Para a secretária, os resultados apresentados no Santuário dos Elefantes são a comprovação de que o licenciamento está sendo conduzido de forma adequada.

“É muito importante verificar que o trabalho conduzido pela equipe da Sema para o licenciamento do Santuário se mostrou produtivo e positivo”, comenta.  

Na visão dos responsáveis pelo Santuário, o atendimento da Sema foi preponderante para o sucesso do projeto. Scott conta que ainda que num primeiro momento o projeto fosse totalmente estranho à rotina da Secretaria, a equipe se mostrou de mente e coração abertos para receber o projeto e entender os impactos positivos que traria tanto para os elefantes, quanto para o meio ambiente.

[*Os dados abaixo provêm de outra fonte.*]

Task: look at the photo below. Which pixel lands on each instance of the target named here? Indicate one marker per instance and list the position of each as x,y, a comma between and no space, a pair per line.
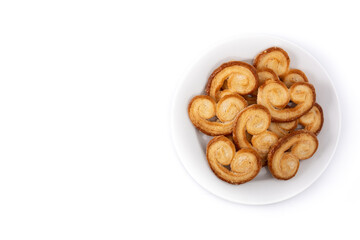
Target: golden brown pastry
229,165
282,129
284,156
266,74
294,76
254,120
313,120
275,96
239,77
273,58
202,108
251,99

O processo de licenciamento do Santuário de Elefantes Brasil é conduzido pela Coordenadoria de Atividades de Pecuária Intensiva, Irrigação e Aquicultura com manifestação da Coordenadoria de Fauna e Recursos Pesqueiros.

Gestão para resultados

Com foco em melhorar o atendimento a todos os empreendedores, a Sema realizou a revisão dos Termos de Referência para assegurar celeridade nas análises ambientais nas três frentes: licenciamento florestal, empreendimentos e outorga de água. Por meio de um processo de Gestão para Resultados a Secretaria Adjunta de Licenciamento Ambiental e Recursos Hídricos mediu, durante o mês de outubro de 2019, um tempo médio para resposta ao empreendedor de 119 dias, muito abaixo do prazo praticado em janeiro deste ano, quando o tempo interno era de 222 dias. A legislação determina que o órgão tem um prazo máximo de 180 dias para responder à parte interessada.

Importação

O Santuário de Elefantes Brasil localizado em Mato Grosso é o único da América Latina e se prepara para receber elefantes de toda a porção Sul do continente, enquanto o empreendimento do Tennessee recebe elefantes da América do Norte. O Brasil foi escolhido tanto pelo posicionamento geográfico, quanto pelo arcabouço legislativo mais favorável.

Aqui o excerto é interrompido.